My child was given an E-Patch (or Z-Patch) to monitor their heart. Would that catch a Prolonged QTC or Long QT?

Not really, but those can help to look for the effects of the prolonged QTc. Again, with a prolonged QTc, we worry about arrhythmias, heart electrical problems.  Things like Ziopatch or E-patch can record heart electrical activity for days or weeks.  This allows us to see what’s going on in the heart when someone has symptoms, for example. These are not a replacement for an EKG, though. They serve other purposes, but if you have CTD, an EKG is still recommended.

What is the impact of a creatine deficiency on the heart? 

That’s a great question and one we are actively working on right now.  The short answer is we don’t know right now, but we are trying to figure out what the impact is. 

My child appears to faint and has appeared to have seizures, but we were told those were breath-holding spells. Could this be related to a prolonged QTC? 

That’s a great question and requires a complex answer.  One of the reasons we wanted to try and get this information out to families and doctors taking care of CTD patients is that we know sometimes things that look like seizures can actually be caused by heart problems such as arrhythmias. Some heart problems can cause seizures because the heart problem prevents good flow of blood to the brain which is what can cause seizures.  For this reason, we are recommending that your child have a cardiac evaluation to make sure that there is not an underlying heart problem that should be addressed.  Breath-holding spells, seizures, and arrhythmias from prolonged QTC can all cause similar symptoms.  It can be very tricky to tease out what might be responsible for these events.
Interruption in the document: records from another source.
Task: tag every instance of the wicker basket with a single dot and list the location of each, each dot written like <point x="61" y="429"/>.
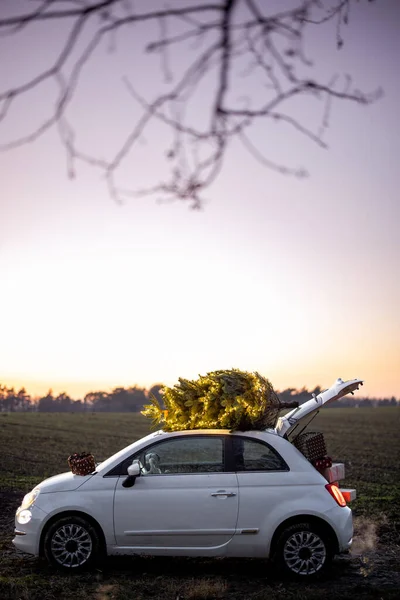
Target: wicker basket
<point x="82" y="464"/>
<point x="311" y="444"/>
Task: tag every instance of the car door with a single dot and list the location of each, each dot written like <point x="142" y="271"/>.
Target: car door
<point x="182" y="499"/>
<point x="263" y="479"/>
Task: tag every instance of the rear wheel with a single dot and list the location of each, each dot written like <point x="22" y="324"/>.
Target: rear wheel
<point x="72" y="544"/>
<point x="303" y="551"/>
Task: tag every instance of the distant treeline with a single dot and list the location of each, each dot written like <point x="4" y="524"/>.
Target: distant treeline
<point x="133" y="398"/>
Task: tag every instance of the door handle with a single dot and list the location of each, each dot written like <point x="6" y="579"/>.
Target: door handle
<point x="223" y="493"/>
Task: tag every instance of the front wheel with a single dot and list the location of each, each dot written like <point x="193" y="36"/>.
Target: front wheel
<point x="303" y="551"/>
<point x="72" y="544"/>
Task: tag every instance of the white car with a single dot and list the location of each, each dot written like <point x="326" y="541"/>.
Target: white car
<point x="196" y="493"/>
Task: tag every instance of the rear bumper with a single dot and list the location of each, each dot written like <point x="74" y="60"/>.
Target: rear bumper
<point x="343" y="526"/>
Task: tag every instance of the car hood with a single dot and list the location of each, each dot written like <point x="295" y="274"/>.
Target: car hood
<point x="65" y="482"/>
<point x="294" y="422"/>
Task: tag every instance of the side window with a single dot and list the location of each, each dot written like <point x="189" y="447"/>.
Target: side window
<point x="184" y="455"/>
<point x="252" y="455"/>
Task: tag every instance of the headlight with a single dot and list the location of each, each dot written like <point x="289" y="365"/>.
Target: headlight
<point x="24" y="516"/>
<point x="29" y="499"/>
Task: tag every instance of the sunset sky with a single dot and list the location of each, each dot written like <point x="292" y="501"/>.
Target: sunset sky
<point x="298" y="279"/>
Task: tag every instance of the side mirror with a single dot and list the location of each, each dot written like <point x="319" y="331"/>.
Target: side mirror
<point x="133" y="472"/>
<point x="134" y="469"/>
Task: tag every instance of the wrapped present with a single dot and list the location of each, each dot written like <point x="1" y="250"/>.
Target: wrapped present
<point x="321" y="464"/>
<point x="82" y="464"/>
<point x="334" y="473"/>
<point x="311" y="444"/>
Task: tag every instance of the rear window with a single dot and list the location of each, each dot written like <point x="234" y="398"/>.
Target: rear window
<point x="253" y="455"/>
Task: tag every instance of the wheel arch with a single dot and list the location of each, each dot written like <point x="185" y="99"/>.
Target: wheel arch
<point x="72" y="513"/>
<point x="318" y="522"/>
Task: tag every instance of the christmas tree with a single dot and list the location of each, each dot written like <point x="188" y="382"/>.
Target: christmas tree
<point x="226" y="399"/>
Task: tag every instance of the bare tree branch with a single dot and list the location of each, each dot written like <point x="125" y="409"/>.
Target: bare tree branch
<point x="223" y="36"/>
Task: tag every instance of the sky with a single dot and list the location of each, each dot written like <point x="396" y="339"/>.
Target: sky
<point x="298" y="279"/>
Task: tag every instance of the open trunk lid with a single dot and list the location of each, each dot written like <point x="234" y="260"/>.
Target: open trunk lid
<point x="295" y="421"/>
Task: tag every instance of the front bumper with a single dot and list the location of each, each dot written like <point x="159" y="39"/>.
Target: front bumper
<point x="27" y="536"/>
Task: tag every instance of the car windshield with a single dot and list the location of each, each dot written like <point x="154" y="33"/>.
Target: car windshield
<point x="115" y="458"/>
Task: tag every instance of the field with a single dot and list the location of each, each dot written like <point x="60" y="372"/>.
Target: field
<point x="34" y="446"/>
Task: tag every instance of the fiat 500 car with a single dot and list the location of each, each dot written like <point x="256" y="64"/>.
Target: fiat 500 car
<point x="210" y="493"/>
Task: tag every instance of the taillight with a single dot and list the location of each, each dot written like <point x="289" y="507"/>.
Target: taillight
<point x="336" y="494"/>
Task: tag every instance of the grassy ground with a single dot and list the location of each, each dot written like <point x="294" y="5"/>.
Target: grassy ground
<point x="34" y="446"/>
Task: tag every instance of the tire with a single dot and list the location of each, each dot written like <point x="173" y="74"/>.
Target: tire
<point x="303" y="551"/>
<point x="72" y="544"/>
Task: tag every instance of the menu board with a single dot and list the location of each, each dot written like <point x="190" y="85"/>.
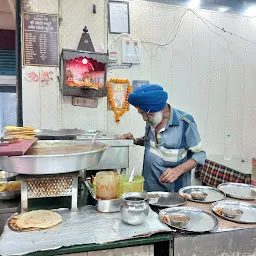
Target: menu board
<point x="40" y="39"/>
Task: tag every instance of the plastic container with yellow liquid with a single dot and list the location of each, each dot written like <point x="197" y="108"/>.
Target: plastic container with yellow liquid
<point x="137" y="185"/>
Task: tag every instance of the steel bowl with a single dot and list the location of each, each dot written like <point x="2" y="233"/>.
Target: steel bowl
<point x="198" y="195"/>
<point x="179" y="220"/>
<point x="231" y="213"/>
<point x="153" y="198"/>
<point x="134" y="208"/>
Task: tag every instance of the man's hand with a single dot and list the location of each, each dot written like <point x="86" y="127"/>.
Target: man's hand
<point x="127" y="136"/>
<point x="170" y="175"/>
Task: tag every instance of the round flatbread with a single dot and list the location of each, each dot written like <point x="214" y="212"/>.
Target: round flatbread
<point x="38" y="219"/>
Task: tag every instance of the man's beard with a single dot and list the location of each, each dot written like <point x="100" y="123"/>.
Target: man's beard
<point x="156" y="119"/>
I would recommend discussing this with your physician and informing them of the prevalence of prolonged QTC in patients with CTD.
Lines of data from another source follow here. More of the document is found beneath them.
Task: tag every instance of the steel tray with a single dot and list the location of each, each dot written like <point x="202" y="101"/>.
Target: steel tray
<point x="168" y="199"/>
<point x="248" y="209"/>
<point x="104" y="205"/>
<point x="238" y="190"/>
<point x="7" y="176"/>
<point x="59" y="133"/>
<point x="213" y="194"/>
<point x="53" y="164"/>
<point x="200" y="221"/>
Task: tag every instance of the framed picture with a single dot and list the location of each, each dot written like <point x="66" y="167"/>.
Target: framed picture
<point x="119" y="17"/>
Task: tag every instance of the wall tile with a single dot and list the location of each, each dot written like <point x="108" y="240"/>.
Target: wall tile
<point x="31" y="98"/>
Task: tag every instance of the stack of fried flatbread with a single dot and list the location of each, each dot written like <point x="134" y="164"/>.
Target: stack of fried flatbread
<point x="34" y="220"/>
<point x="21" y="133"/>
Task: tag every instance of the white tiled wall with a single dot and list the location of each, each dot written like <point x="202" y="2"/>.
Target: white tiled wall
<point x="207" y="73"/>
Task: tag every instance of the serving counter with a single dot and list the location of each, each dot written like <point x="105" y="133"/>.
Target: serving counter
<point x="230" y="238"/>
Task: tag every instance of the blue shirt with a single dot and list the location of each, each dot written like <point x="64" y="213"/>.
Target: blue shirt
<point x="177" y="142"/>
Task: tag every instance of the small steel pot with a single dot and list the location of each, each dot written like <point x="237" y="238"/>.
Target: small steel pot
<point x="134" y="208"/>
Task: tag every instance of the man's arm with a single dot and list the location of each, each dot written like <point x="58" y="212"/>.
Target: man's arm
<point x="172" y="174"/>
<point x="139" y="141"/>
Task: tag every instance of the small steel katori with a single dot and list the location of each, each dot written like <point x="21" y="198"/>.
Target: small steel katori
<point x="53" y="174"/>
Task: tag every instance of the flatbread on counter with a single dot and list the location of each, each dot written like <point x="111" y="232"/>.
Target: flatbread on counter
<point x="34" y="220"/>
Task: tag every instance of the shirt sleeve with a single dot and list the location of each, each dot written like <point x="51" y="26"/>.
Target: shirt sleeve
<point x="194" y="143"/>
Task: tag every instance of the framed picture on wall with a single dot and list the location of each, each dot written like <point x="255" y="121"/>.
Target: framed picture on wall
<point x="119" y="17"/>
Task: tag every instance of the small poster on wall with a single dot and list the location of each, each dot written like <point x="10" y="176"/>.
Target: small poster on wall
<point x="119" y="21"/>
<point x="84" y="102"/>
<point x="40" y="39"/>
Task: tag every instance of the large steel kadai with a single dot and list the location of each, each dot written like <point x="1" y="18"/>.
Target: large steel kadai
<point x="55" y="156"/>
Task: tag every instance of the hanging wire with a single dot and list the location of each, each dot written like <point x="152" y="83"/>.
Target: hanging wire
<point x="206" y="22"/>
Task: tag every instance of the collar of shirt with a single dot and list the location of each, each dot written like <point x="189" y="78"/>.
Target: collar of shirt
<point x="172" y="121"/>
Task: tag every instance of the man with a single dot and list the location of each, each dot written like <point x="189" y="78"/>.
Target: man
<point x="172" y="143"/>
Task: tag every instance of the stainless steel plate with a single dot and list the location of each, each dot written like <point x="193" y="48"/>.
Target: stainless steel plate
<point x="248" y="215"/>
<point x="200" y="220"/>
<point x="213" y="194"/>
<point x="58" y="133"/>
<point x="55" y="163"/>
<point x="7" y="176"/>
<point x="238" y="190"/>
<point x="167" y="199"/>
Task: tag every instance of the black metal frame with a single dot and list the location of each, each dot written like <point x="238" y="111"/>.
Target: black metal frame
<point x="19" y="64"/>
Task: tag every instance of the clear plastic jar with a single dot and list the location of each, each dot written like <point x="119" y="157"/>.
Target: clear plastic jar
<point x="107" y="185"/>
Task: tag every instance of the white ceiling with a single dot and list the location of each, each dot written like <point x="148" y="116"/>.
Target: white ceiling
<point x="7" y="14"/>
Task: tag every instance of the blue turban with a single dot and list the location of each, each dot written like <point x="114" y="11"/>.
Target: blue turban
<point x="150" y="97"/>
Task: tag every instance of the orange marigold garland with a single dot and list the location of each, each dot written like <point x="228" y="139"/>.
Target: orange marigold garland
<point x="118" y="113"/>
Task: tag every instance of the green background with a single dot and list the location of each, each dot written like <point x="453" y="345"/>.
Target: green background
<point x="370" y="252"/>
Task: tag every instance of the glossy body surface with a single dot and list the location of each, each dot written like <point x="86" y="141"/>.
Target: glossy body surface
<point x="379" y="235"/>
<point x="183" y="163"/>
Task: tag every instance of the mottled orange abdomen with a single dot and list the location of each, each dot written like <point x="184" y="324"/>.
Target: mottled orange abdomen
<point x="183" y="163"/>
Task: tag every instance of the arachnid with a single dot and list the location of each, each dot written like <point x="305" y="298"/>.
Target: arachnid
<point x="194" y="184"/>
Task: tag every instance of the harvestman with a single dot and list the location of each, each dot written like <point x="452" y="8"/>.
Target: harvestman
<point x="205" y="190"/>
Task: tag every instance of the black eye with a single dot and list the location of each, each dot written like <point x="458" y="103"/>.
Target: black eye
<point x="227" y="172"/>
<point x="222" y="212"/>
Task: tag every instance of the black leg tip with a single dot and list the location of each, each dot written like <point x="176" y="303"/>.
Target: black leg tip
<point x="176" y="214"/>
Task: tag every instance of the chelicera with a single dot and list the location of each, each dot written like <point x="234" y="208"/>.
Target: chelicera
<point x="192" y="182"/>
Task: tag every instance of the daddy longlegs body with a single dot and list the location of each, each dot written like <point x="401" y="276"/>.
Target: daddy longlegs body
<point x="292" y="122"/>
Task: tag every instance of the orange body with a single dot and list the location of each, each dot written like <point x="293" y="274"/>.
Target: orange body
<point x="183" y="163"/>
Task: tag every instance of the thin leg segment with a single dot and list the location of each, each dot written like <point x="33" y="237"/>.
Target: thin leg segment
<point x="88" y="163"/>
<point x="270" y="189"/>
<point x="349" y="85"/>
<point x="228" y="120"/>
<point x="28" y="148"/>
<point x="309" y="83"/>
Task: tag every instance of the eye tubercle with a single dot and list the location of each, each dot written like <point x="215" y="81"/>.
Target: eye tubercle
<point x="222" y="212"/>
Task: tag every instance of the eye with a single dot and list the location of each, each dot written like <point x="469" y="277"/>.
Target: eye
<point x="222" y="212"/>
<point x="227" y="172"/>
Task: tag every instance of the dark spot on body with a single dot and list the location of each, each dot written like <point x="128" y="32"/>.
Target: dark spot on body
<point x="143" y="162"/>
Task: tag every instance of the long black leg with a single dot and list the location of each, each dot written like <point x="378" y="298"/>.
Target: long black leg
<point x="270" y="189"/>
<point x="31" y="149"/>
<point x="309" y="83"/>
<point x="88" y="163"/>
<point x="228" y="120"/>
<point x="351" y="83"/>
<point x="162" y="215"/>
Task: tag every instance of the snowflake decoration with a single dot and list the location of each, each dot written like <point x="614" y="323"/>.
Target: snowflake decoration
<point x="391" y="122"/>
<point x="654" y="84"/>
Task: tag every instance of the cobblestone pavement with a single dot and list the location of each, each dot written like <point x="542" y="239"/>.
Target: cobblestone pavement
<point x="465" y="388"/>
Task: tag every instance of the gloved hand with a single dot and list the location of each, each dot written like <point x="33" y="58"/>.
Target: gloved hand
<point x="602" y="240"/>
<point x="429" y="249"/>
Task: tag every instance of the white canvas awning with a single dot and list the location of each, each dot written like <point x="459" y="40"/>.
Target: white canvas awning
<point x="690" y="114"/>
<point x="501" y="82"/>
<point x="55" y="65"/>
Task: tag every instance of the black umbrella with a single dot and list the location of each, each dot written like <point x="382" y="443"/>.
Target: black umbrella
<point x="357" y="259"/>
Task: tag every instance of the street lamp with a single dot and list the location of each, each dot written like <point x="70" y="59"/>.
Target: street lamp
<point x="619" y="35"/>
Thanks for the opportunity to speak with all of you.  I’ve really enjoyed it.  Please remember that if your physician has questions or concerns, I would be happy to discuss specifics further.  You can best reach me at: mark.levin@nih.gov. Thanks!

Disclaimer: The opinions shared in this post are meant to increase awareness and discussions around the care of patients with a CCDS. This blog is not intended as a substitute for medical care by a physician. Do not make any changes to your care, or your child’s care, without your physician’s direct involvement, supervision, and approval. 

References:

Levin, M. D., Bianconi, S., Smith, A., Cawley, N. X., Do, A. D., Hammond, D., … & Hannah-Shmouni, F. (2021). X-linked creatine transporter deficiency results in prolonged QTc and increased sudden death risk in humans and disease model. Genetics in Medicine, 23(10), 1864-1872.